ESPE Abstracts (2015) 84 P-2-569

Parenting Stress Profile and Children Behaviour in Patients with Congenital Hypothyroidism

Maria Cristina Maggio, Ettore Piro, Alessandra Alongi, Rita Riticella, Giuseppe Salvo & Giovanni Corsello


Universitary Department Pro.Sa.M.I, ‘G. D’Alessandro’, University of palermo, Palermo, Italy


Background: Hypothyroidism has been associated with cognitive and motor impairments, the degree to which mild hypothyroidism, or subclinical hypothyroidism impacts mood and cognitive functions and whether these symptoms respond to treatment, remains controversial. Furthermore, hypothyroidism is associated with an increased susceptibility to depression and reductions in health-related quality of life.

Objective and hypotheses: Recent longitudinal studies stressed that the follow-up of children with treated congenital hypothyroidism (CHT) should not be limited to the cognitive domain. This study attempted to evaluate the emotional–behavioural profiles in children with CHT and the parenting stress profiles.

Method: Data for children and families characteristics were collected from 33 families with a CHT child (13 males, 20 females; age: 6 months–6 years) diagnosed and treated since the newborn period. We analyzed the children by the Denver intelligence test and the child behaviour checklist (CBCL). Furthermore we proposed the parenting stress index (PSI) to their parents.

Results: Denver intelligence test results demonstrated that nine/33 patients were normal, 20/33 were dubious, four/33 were not estimable.

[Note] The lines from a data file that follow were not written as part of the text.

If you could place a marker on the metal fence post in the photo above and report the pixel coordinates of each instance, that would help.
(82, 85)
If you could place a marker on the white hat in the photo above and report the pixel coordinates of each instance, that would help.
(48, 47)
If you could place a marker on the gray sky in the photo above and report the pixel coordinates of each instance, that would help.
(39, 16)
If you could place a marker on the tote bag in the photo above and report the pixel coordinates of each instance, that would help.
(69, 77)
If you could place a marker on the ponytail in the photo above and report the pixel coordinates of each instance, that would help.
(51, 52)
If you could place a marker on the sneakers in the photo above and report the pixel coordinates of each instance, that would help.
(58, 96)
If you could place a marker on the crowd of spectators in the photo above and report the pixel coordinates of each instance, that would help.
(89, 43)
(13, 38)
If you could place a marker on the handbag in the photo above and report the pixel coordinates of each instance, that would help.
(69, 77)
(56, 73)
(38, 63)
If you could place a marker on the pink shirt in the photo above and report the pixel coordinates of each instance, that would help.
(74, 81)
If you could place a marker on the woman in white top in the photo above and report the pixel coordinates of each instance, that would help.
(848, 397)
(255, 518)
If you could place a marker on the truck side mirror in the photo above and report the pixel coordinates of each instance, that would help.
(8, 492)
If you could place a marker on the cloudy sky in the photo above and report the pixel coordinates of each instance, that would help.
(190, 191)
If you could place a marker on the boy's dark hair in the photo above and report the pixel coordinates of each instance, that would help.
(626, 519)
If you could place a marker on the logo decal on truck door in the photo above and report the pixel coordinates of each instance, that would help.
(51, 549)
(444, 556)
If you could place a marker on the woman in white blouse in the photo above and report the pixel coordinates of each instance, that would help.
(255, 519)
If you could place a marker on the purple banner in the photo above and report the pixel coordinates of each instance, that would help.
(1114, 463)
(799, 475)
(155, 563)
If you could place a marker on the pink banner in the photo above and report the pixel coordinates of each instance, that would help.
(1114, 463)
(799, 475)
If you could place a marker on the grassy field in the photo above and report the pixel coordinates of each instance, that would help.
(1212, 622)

However the specific neuropsychiatric evaluation and QI confirmed a reduced performance only in three. The CBCL was normal in 18/33 patients (ten females; eight males), borderline in 8/33 (five females; three males), pathological in 7/33 (five females; two males). The children younger than 2 years showed a pathological or borderline score, with the exception of two. Between these, the more frequently pathological items were somatic complaints (five pathological; four borderline), anxious/depressed (two pathological; four borderline), attention problems (one pathological; four borderline). The PSI revealed a pathological test in six/33 patients. All the items were pathological in two; however in all the six pathological patients the PSI identified a ‘difficult child’. No correlations were found between starting day of treatment and developmental outcome. Initial T4 concentration and initial T4 dose were weak predictors for developmental outcome.

Conclusion: The diagnosis of a chronic disease of the son could interfere with the emotional relationship in the family.